After you log in, GitHub will attempt to navigate to the URL provided in your application setting. Here we employ trick #1, intercepting the navigation event:
protected void OnNavigated(object sender, WebBrowserNavigatedEventArgs e)
{
if (e.Url.Query.Contains("?code"))
{
authCode = e.Url.Query.RightOf("=");
WebClient wc = new WebClient();
accessToken = wc.DownloadString("https://github.com/login/oauth/access_token?client_id=" +
clientId + "&client_secret=" + secretId + "&code=" + authCode + "&accept=json").Between("=", "&");
auth.Close();
File.WriteAllLines("authorization.txt", new string[] { clientId, secretId, accessToken });
StartQueryThread();
}
}
This gives us a secret code which we can then use to acquire the the access token. Notice how the above code uses both the application's client ID and the client secret as well as the authentication code. From here on out, we can use the access token.
Querying GitHub
Querying GitHub is done in a worker task. I could have used Task objects, async/await, but that all seemed overly complicated. What we need is a continuous background process that queries the "events" API and coordinates updating the word cloud with the main application thread. So we simply create a background thread:
protected void StartQueryThread()
{
queryThread = new Thread(new ThreadStart(QueryGitHubThread));
queryThread.IsBackground = true;
queryThread.Start();
}
Using the Access Token
Without the access token, you are allowed to access the API only 60 times an hour. With the access token, you can access the API 5000 times an hour. By the way, to see how many accesses you have left, run this on the command line:
curl -i https:
In the header, you will see two fields you can use to verify your access rate limit and remaining accesses:
X-RateLimit-Limit: 5000
X-RateLimit-Remaining: 4999
The Worker Thread
The worker thread ensures that we do not exceed this limit by restricting API calls to, at most, once a second (as there are 3600 seconds in an hour, we will be under the 5000 accesses per hour limit.)

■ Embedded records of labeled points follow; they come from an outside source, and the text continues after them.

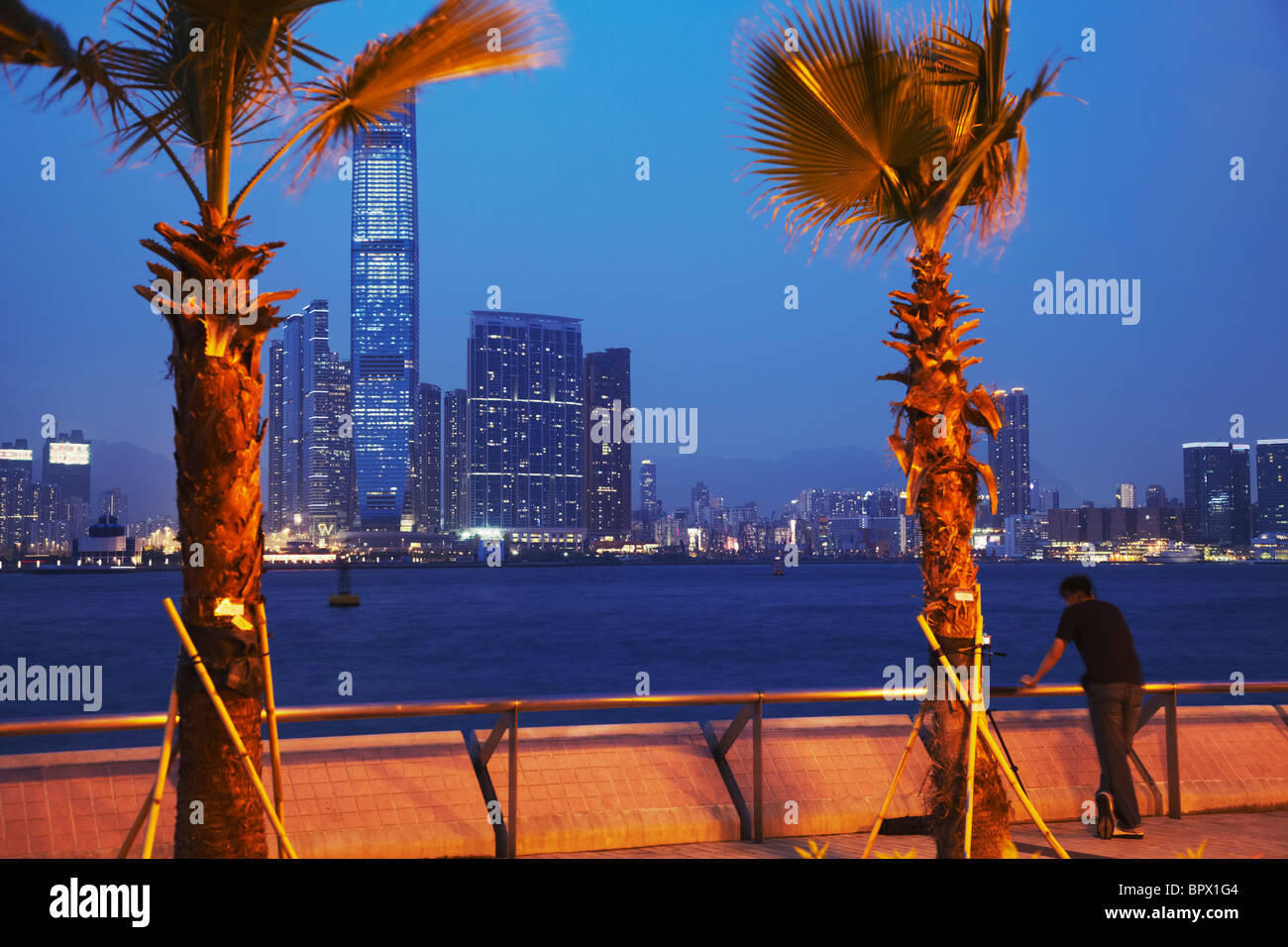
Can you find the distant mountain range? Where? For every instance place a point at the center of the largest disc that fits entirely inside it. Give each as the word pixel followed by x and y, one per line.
pixel 774 482
pixel 147 478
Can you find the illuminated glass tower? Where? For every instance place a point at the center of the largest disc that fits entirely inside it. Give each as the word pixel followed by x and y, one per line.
pixel 1273 484
pixel 426 459
pixel 385 318
pixel 455 460
pixel 606 466
pixel 1009 454
pixel 1209 492
pixel 524 420
pixel 327 438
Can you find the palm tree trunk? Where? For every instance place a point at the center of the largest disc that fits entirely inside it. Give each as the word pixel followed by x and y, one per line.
pixel 943 482
pixel 217 454
pixel 219 389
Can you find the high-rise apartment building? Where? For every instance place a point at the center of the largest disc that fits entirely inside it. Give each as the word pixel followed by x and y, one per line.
pixel 385 318
pixel 426 459
pixel 606 466
pixel 455 460
pixel 1240 495
pixel 524 415
pixel 1009 453
pixel 1273 484
pixel 67 467
pixel 327 427
pixel 648 491
pixel 292 464
pixel 1209 474
pixel 274 517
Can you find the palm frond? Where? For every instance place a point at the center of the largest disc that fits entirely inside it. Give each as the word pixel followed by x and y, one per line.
pixel 836 124
pixel 455 40
pixel 871 129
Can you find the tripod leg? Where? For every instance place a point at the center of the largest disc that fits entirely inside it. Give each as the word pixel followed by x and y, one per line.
pixel 970 779
pixel 988 738
pixel 894 784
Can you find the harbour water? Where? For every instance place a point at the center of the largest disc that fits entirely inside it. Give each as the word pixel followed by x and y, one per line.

protected void QueryGitHubThread()
{
then = DateTime.Now;
while (true)
{
ElapseOneSecond();
string data = GetData("https://api.github.com/events");
if (!String.IsNullOrEmpty(data))
{
ProcessEvents(data);
}
}
}
The method ElapsedOneSecond
does the time check:
protected void ElapseOneSecond()
{
int msToSleep = 1000 - (int)(DateTime.Now - then).TotalMilliseconds;
then = DateTime.Now;
if (msToSleep > 0)
{
Thread.Sleep(msToSleep);
}
}
Acquiring the Event Data
Figuring out the "trick" here took several hours of digging, and I also left in the comments of proposed solutions that did not work, at least in this case. The key piece of information is that the UserAgent
property must be set. It was quite frustrating that this was not clearly described somewhere in the GitHub documentation!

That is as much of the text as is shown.